Tesla fires hundreds of staff as Model 3 production lags behind schedule

Tesla fires hundreds of staff as Model 3 production lags behind schedule
Tesla fires hundreds of staff as Model 3 production lags behind schedule

Tesla has fired hundreds of workers across its engineering, management and factory divisions, as delays in the production of its latest Model 3 car look likely to continue.

The electric car company employs around 33,000 workers, with an estimated 400 – 700 losing their positions as part of its annual performance review.

While some staff received bonus payments and promotions, others – including workers in sales and admin alongside the manufacturing positions – were fired.

Tesla Model 3
The Tesla Model 3 turning (Photo: Tesla)

Despite a waiting list of more than 450,000 customers for its forthcoming Model 3 vehicle, Tesla produced just 260 of the cars during its last quarter, spectacularly missing its target of 1,500 models.
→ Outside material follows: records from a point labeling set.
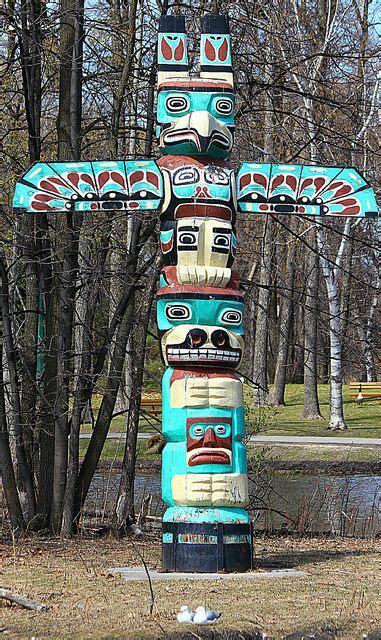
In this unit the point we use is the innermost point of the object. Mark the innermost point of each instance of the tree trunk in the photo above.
(311, 410)
(276, 396)
(330, 273)
(26, 478)
(262, 328)
(6, 464)
(124, 511)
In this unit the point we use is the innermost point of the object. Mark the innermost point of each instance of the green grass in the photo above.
(322, 453)
(362, 422)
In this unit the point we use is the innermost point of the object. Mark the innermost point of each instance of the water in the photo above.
(306, 503)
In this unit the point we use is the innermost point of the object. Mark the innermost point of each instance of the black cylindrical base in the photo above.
(207, 547)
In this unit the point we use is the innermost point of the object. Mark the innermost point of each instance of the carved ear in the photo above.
(215, 56)
(172, 55)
“Like all companies, Tesla conducts an annual performance review,” a Tesla spokesperson said. “This includes both constructive feedback and recognition of top performers with additional compensation.
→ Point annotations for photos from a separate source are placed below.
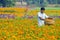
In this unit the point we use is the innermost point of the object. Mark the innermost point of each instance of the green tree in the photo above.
(7, 3)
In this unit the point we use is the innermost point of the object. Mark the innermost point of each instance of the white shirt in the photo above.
(43, 16)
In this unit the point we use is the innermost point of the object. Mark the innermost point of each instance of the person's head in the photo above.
(42, 10)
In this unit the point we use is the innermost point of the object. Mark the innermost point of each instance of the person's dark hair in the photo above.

“As with any company, especially one of over 33,000 employees, performance reviews also occasionally result in employee departures. Tesla is continuing to grow and hire new employees around the world.”
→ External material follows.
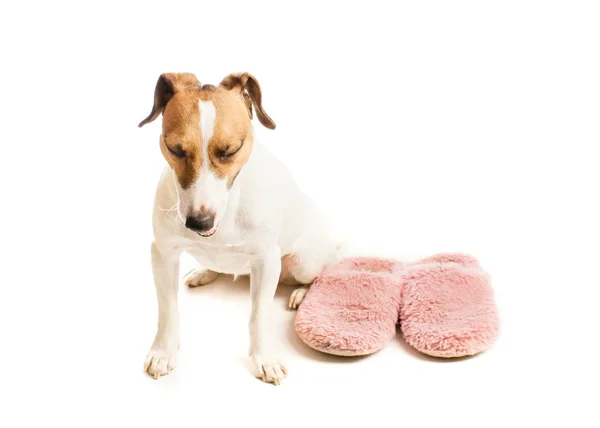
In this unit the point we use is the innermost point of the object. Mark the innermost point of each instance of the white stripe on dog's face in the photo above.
(210, 191)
Elon Musk, Tesla chief executive and founder, previously promised investors the firm hoped to ramp its production up to around 10,000 vehicles a week, with an aim to manufacture around 100,000 cars (including its other S and X vehicles) before the end of the year.

Tesla Model 3 production to begin in July

The company said earlier this month it was “confident of addressing the manufacturing bottleneck issues in the near-term,” but has yet to announce any revised targets for its future production.

UK-based customers looking to purchase a Model 3 saloon can expect to receive their car within 12 to 18 months, a message on Tesla’s website reads. It has been touted as the company’s most affordable electric vehicle, priced from $35,000 (£26,000) and averaging 220 miles on a single battery charge.

Tesla announced it was recalling 11,000 Model X cars due to a faulty locking mechanism in their rear seats it feared raises the risk of the seats falling forward in a crash last week.

A small number of cables in the second row fold-flat seats in some Model X vehicles, manufactured between October 28, 2016 and August 16, 2017, may need to be adjusted to amend the issue, it said, despite not receiving any reports of accidents or problems relating to the oversight.